Just across the street from the Post Ranch Inn is another Big Sur classic: the Ventana Inn. Shut by the long forced isolation, many workers were reassigned to its sister property, Carmel Valley Ranch, yet many choose to hike the two-mile foot path to the keep the operation running. Today the Ventana is reimagined. Our first stop was the brand-new large deck with the ocean and canyon in the distance. We enjoyed cocktails as the sun set over the Pacific and the moon rose above the mountains. We moved into The Sur House restaurant where we met up with executive chef Paul Corsentino. Before Big Sur, Corsentino was executive chef of The National at The Benjamin Hotel in New York City, where celebrated chef and restaurateur Geoffrey Zakarian mentored him in the philosophies and techniques behind his signature cuisine. He assisted Zakarian in winning the fourth season of Food Network’s “The Next Iron Chef, Super Chefs” in 2011 and made multiple appearances alongside Zakarian on “Iron Chef America.”
“After bringing more than a decade of cosmopolitan city experience to the serene landscape of Ventana Big Sur, I take pride in working closely with Big Sur’s local fisherman, foragers and farms to craft coastal American cuisine that showcases the vibrant, seasonal bounty of California’s Central Coast,” he said.
After choosing a vibrant Pinot Noir from the Santa Lucia Highlands, we settled in to watch the chef’s culinary artistry. We started off with a tuna crudo with crushed smoked pineapple, yuzu and ginger sesame vinaigrette. To our delight, a perfectly prepared foie gras and chicken liver mousse accompanied by concord grapes, croissant, endive and grape confit had our senses dancing with gastronomic pleasure. Arriving next to our fireside table was the chef’s squid ink fettuccine. This extraordinary red wine-braised octopus with arugula and puttanesca sauce was executed with precision. Ora King salmon is also a must try with roasted salsify, spätzle, yellow pepper sauce, and red cabbage puree that had to be a favorite of the evening. For the fini, a lemon tart topped with huckleberry sauce, featuring yogurt cake, meringue, and a rich streusel cream concluded our day of culinary bliss. We reclined on our suite’s spacious king-size bed and get cozy in front of the wood-burning fireplace to relax and enjoy the stunning views.

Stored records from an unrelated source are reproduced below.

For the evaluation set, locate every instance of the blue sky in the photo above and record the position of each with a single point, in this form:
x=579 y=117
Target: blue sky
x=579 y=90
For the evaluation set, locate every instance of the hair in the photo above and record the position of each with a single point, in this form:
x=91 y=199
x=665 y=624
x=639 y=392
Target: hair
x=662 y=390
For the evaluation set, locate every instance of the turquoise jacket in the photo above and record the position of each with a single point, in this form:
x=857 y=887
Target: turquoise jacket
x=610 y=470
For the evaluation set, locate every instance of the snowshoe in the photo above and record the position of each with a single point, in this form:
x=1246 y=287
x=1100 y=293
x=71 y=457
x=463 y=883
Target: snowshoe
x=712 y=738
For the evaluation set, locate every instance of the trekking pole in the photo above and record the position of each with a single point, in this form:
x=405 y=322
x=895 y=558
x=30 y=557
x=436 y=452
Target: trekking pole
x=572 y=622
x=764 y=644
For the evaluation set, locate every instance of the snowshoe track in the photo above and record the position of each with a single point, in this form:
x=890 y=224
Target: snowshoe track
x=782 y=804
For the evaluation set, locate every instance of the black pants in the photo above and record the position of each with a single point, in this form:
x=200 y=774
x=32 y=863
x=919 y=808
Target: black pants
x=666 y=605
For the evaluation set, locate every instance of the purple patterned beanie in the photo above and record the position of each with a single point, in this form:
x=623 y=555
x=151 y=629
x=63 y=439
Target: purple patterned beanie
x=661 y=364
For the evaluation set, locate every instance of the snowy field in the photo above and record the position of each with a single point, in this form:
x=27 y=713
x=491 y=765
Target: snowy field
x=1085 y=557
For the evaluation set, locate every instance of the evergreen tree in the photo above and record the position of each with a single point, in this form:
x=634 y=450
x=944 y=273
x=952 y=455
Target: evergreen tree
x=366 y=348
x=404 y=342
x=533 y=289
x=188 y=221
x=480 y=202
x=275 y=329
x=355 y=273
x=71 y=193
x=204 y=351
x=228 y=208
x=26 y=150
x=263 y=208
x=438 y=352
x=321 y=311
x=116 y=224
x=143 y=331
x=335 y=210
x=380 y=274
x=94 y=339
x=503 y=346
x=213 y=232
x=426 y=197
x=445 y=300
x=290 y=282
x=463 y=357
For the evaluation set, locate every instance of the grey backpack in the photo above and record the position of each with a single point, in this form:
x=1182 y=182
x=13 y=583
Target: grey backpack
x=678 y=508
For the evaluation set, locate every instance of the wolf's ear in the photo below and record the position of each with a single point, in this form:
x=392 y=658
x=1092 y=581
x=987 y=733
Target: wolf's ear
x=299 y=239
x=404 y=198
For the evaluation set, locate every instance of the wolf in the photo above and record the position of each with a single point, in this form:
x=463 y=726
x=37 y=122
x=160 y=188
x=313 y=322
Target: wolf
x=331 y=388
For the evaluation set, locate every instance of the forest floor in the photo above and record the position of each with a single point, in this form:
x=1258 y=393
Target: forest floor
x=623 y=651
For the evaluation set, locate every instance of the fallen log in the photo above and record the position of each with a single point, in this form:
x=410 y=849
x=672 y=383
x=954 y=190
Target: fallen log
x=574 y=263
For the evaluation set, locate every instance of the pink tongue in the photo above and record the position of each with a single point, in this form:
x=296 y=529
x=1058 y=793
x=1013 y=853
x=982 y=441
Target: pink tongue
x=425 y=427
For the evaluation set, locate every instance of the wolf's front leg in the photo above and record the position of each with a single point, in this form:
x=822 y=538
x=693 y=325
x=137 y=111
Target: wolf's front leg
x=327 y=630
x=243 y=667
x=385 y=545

We had heard about a special camping experience, so the next day, we just had to explore. Ventana Big Sur offers an elegant twist on outdoor living: a brand-new glamping Bath House. It offers teak-enclosed showers, heated floors, full hotel amenities, marble vanities, and even gleaming restroom facilities. This isn’t camping; it’s glamping. Guests sleep on a custom-designed glamping mattress and premium linens in a safari-style canvas tent. Enjoy the views of a 20-acre canyon, light up the firepit, make s’mores and tell stories, or just let the landscape do all the talking. Experience the full splendor of Big Sur, while still relishing all the amenities and services of this world-class resort.
We made our way back north via Highway 1, where the sky, the sea, the mountains, and the Redwoods converge. Untamed and rugged, the region offers a space of solitude and a reminder that our planet is precious and we should treat it likewise. For those who maintain this special part of the universe, we extend our thanks, and going forward we hope others will find a renewed sense reverence and respect for the venerable Big Sur. As Jack Kerouac, author of the novel Big Sur, states, “Something good will come out of all things yet - And it will be golden and eternal just like that - There’s no need to say another word.”